You should also be careful interpreting instructions, since they won't always match into cycle accurate listing due to core's architectural featuers like having out-of-order, super scalar deep pipelines. So it might not be always shortest sequence of instructions win.
Well, to answer the question in your title, on ARM, a SHIFT+SUB can be done in a single instruction with 1 cycle latenency, while a MUL usually has multiple cycle latency.
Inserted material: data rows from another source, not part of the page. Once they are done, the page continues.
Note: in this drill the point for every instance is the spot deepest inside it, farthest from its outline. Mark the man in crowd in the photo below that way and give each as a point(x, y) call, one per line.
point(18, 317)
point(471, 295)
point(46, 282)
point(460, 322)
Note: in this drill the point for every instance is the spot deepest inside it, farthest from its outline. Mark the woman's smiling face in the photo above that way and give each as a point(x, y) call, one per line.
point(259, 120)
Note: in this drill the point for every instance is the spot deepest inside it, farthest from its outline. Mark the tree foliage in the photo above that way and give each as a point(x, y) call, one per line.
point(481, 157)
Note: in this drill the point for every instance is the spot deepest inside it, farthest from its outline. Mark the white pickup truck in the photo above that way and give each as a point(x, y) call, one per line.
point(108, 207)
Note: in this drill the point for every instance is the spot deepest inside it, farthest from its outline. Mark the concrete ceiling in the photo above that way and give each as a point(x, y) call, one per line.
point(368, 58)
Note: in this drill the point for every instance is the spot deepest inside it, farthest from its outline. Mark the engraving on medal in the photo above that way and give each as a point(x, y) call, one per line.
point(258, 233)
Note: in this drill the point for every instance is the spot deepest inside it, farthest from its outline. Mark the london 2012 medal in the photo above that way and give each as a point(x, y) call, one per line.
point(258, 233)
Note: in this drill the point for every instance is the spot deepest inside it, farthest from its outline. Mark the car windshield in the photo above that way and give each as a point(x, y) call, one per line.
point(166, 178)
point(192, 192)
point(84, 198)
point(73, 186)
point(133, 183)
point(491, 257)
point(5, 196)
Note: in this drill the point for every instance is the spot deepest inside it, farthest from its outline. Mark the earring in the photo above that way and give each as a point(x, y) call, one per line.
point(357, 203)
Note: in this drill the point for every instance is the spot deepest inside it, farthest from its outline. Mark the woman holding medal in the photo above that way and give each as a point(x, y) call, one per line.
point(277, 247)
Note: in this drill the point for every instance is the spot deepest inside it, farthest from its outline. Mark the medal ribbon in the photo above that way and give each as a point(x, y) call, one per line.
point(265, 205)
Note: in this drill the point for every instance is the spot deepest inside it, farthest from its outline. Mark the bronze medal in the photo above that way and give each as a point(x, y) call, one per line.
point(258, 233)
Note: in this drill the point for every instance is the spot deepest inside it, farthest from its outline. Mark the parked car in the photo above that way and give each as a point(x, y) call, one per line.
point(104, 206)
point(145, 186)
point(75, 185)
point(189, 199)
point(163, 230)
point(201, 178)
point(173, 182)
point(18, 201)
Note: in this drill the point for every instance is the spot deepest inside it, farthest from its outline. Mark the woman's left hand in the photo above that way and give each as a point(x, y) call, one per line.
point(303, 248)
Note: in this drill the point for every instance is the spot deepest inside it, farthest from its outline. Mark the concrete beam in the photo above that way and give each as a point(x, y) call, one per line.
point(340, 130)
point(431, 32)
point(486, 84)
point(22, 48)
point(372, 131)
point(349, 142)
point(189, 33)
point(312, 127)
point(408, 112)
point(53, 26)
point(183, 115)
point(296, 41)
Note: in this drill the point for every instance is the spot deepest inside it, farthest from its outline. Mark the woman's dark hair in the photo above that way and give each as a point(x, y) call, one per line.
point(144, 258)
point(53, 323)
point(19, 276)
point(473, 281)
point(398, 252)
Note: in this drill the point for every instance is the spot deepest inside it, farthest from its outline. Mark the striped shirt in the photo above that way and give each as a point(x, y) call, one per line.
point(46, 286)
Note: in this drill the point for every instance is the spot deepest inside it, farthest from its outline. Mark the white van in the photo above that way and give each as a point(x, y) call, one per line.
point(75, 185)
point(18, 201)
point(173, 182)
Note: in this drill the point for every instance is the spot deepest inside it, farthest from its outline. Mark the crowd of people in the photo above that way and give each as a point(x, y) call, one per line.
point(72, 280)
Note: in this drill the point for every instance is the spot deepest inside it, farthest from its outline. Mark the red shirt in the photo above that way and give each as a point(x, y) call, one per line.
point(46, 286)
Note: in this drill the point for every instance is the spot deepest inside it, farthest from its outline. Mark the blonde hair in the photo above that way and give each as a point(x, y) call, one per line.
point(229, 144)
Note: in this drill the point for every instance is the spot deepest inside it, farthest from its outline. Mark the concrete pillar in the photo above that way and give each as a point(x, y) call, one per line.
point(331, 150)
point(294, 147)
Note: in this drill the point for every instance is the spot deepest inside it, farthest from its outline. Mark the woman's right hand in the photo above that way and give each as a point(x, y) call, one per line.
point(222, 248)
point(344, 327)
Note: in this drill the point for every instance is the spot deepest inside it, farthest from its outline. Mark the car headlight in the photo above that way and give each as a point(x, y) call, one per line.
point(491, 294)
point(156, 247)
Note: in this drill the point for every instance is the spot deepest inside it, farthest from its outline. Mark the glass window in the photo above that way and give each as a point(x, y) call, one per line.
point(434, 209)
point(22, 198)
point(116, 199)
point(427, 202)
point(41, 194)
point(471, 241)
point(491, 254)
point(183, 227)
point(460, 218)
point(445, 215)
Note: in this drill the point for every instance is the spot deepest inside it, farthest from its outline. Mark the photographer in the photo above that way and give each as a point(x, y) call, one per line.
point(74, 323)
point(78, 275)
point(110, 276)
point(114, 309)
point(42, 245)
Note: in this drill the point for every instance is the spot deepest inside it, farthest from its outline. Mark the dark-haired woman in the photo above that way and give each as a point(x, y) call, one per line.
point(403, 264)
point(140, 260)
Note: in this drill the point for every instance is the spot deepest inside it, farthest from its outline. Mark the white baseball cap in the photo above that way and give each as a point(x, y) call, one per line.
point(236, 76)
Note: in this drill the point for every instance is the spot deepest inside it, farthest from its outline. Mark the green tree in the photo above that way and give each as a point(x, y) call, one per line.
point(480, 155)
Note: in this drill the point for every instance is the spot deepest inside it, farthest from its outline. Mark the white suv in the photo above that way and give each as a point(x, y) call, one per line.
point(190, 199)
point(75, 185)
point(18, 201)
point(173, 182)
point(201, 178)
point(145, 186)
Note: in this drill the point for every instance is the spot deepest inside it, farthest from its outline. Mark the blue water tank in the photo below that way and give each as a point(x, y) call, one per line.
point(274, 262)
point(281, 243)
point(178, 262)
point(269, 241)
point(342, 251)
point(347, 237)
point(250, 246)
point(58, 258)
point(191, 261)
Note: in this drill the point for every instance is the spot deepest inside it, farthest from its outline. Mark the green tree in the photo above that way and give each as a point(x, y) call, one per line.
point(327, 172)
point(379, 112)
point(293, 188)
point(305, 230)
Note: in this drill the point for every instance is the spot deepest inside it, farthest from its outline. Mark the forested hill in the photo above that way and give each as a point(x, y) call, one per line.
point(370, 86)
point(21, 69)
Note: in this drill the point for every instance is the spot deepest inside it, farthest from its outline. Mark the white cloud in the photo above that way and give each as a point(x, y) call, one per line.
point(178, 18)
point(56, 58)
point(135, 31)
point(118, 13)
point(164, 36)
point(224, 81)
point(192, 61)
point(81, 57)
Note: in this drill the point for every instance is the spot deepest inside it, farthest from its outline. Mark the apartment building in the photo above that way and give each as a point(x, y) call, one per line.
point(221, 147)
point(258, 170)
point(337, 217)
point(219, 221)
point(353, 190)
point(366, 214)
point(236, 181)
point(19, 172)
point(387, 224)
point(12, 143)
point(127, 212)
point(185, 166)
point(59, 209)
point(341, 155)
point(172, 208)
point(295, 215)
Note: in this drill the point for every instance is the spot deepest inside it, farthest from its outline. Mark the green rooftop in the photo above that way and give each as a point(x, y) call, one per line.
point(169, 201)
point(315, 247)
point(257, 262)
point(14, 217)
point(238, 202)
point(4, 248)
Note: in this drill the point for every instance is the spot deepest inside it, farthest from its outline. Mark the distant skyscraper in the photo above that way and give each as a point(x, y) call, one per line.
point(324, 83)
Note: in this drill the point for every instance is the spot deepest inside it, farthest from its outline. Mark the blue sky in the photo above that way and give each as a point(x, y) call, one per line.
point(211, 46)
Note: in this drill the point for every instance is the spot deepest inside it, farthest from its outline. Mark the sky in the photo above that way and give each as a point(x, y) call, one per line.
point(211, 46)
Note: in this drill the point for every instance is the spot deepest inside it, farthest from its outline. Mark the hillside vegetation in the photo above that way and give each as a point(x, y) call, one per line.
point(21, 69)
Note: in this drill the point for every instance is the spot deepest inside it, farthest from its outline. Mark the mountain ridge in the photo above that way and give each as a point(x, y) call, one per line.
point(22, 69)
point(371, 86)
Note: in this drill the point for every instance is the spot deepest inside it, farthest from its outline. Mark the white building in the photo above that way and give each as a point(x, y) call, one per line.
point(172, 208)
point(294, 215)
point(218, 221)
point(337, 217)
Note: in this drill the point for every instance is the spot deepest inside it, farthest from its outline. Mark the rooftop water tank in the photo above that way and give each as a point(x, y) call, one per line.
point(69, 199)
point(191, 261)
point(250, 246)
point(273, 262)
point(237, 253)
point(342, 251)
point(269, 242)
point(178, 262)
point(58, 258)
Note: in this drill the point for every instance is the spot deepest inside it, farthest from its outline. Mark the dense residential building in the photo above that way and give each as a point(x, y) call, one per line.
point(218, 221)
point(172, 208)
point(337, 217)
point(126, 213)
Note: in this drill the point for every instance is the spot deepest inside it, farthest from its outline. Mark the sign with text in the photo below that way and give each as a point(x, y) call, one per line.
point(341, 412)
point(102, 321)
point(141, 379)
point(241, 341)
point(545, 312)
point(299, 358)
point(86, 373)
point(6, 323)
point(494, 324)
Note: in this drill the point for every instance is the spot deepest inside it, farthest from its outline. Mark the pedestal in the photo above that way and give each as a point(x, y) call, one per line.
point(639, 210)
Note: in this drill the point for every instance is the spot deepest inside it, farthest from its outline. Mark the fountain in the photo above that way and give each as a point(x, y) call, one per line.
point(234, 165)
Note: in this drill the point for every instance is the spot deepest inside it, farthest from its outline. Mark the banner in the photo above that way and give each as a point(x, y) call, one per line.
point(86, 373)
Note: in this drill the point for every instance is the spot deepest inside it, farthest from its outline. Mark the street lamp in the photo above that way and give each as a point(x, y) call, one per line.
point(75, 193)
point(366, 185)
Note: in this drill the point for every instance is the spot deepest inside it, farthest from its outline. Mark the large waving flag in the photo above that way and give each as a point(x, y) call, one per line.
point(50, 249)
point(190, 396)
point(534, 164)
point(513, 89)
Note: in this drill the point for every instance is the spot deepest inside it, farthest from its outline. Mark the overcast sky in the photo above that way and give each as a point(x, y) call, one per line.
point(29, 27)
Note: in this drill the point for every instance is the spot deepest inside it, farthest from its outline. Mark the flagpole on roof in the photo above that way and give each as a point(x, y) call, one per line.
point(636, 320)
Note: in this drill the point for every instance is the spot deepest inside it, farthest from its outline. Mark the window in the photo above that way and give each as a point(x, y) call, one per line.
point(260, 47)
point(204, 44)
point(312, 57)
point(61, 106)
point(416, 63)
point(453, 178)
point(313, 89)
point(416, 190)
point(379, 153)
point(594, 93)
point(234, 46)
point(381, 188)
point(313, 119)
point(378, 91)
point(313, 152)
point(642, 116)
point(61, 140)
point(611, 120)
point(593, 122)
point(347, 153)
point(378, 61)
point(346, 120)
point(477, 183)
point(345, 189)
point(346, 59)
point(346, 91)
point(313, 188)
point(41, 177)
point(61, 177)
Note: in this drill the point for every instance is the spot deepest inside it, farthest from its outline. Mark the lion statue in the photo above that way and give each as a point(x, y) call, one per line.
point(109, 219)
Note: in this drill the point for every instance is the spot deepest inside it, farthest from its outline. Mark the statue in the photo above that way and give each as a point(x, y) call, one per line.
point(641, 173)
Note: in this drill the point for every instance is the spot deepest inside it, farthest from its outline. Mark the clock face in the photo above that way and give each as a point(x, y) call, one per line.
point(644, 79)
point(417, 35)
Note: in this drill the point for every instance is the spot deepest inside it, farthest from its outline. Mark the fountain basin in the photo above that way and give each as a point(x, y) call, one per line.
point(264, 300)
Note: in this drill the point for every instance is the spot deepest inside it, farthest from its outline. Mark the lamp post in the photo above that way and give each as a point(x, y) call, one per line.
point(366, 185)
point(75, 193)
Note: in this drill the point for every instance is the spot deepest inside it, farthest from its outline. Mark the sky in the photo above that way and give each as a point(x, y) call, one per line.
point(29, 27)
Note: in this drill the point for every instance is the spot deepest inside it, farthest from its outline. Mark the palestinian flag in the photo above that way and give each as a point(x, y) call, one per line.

So the shift will usually be faster.
To answer the implied question of what C code to write for this, generally you are best off with the simplest code that expresses your intent:
*p++ = *p >= 128 ? ~0 : 0; // set byte to all ones iff >= 128
or
*p++ = *p & 0x80 ? ~0 : 0; // set byte to all ones based on the MSB
this will generally get converted by the compiler into the fastest way of doing it, whether that is a shift and whatever, or a conditional move.
Despite the fact that your compiler can optimize the line quite well (and reading the assembly will tell you what is really done), you can refer from this page to know exactly how much cycles a MUL can take.